In cases of a tight spot in personal finances, the best credit facility that can come to your rescue is without doubt a personal loan. While going for a personal loan, one often encounters a personal loan calculator. This tool can help you select the loan that would be the best possible one for you, concerning the interest rates, the tenure and the amount of loan. While it is helpful in this manner, one should also be mindful about how exactly the tool works, as being a bit careless in the calculation can land you in a soup. Let’s look at the not-so-obvious quicksand that you need to avoid.

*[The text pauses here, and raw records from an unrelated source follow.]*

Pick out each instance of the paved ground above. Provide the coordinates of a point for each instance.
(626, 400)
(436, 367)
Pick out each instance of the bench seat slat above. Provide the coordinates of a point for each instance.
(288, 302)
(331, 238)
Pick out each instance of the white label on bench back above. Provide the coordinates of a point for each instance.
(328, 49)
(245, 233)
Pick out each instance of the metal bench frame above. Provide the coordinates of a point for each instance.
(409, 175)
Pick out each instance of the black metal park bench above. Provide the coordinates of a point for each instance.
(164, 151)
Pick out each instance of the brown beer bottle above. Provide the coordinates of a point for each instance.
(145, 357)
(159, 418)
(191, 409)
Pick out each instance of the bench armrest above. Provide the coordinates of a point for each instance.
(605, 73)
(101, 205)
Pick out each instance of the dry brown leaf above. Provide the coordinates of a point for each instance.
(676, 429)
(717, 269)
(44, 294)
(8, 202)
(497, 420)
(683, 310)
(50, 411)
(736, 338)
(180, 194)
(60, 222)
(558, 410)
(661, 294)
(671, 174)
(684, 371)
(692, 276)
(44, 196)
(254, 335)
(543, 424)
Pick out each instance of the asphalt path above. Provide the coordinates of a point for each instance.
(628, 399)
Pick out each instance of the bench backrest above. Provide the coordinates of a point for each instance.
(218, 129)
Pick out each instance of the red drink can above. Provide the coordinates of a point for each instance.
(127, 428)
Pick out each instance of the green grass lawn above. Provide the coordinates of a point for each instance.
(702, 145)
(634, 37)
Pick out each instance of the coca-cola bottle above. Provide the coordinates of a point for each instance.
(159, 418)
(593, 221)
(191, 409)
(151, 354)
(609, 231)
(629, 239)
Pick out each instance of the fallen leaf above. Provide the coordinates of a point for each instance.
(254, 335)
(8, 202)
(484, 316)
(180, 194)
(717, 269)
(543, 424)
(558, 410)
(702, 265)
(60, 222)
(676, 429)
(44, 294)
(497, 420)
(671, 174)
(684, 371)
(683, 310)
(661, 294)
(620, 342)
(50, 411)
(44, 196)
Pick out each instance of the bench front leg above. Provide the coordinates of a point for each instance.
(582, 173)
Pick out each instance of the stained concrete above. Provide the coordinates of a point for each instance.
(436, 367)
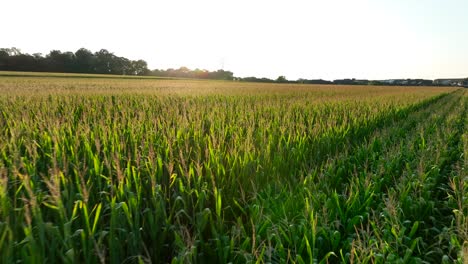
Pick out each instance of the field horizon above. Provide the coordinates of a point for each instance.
(157, 170)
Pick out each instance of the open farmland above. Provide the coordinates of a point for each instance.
(135, 170)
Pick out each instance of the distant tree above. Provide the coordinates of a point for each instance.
(281, 79)
(140, 67)
(84, 61)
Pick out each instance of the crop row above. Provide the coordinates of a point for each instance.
(228, 178)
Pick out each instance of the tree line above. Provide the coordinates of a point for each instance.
(100, 62)
(106, 62)
(81, 61)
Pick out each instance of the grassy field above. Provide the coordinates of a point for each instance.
(183, 171)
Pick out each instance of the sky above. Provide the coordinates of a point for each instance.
(311, 39)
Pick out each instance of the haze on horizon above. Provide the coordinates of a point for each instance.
(331, 39)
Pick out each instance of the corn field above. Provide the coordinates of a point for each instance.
(99, 170)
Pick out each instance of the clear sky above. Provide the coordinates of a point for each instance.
(328, 39)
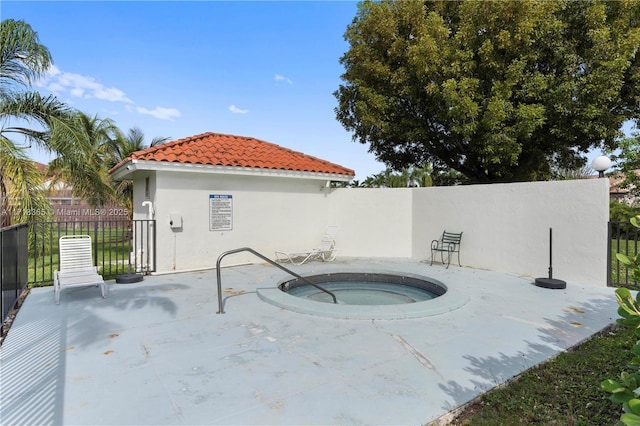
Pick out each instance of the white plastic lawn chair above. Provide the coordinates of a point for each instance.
(76, 266)
(326, 250)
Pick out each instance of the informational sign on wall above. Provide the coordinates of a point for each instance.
(220, 212)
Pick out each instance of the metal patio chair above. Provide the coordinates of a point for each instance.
(448, 243)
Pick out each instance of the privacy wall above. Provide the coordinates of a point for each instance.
(506, 226)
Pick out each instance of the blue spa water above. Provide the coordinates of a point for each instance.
(364, 293)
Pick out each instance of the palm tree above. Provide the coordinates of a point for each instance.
(25, 119)
(119, 149)
(85, 170)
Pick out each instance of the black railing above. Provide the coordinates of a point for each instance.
(13, 266)
(119, 246)
(623, 238)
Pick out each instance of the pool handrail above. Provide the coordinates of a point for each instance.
(266, 259)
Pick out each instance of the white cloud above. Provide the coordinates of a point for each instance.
(80, 86)
(234, 109)
(281, 78)
(160, 113)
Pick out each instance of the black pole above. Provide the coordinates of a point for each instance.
(550, 282)
(550, 253)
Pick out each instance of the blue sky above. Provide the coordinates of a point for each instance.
(175, 69)
(261, 69)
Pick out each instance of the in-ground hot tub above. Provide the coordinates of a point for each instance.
(365, 295)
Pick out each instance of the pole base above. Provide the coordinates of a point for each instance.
(129, 278)
(551, 283)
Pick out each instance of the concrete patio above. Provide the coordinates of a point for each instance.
(156, 352)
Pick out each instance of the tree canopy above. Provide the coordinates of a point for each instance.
(498, 91)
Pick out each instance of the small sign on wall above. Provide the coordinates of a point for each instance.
(220, 212)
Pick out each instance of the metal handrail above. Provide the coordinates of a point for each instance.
(266, 259)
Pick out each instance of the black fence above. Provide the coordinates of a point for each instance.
(623, 238)
(13, 266)
(119, 247)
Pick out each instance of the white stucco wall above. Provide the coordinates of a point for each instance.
(373, 222)
(268, 214)
(506, 226)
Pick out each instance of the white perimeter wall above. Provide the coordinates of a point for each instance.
(506, 226)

Assumptions and Presumptions about Finances

The interest rate offered on a personal loan largely depends upon your existing credit score, your income and the repayment capacity. Naturally, the EMI figure that you would be arriving at will be a product of the loan amount (principal), the rate of interest and the period for which you avail the loan. The calculation is accurate, depending on the interest rate. But the interest rate, as mentioned before, is not a constant factor. It will change if your income level changes and your personal expenses vary. Thus, even if the EMI figure is mathematically correct, it is just an assumption based on your income and credit history. When your loan is finally processed, you might receive a lower or higher rate. So, don’t assume, if you don’t want to make an ass out of yourself.

Personal Loan Calculator

Rates Advertised might not be the Rates Applicable

The grass is always greener on the other side or that is what most people think. When you see life-size advertisements about lucrative interest rates, know that the bank might be proclaiming about the least rate that they can offer. Not what they can offer you. That exceedingly low interest rate could be on offer for a person with a monthly income of INR 1 lakh or more. When you would apply for the personal loan and stretch the loan amounts to as high as they can go, you risk increasing the interest rate on the final offer. When the loan application is approved, you might end up with a personal loan with high interest amounts that would be a pain to manage. The basic interest rate on offer is for advertisement purposes only.

The Longer Route is not full of Daisies

The tenure of repayment for a personal loan can be as long as 5 years or as short as a year. Within this period, you might have additional financial liabilities, along with an increased cash flow from your income source. You might be interested in getting a car or a new property through another loan, which will basically add on to your financial liabilities from the previous loan. You could try pre-paying the first loan in order to close it, and end up paying a lot extra every month. That is a sure shot way of ending up in a debt crunch. Thus, when looking for a personal loan and calculating the EMIs through a personal loan calculator, do not use up the entire tenure that is available. Try cutting some corners to make payments in as less time as possible in a shorter tenure.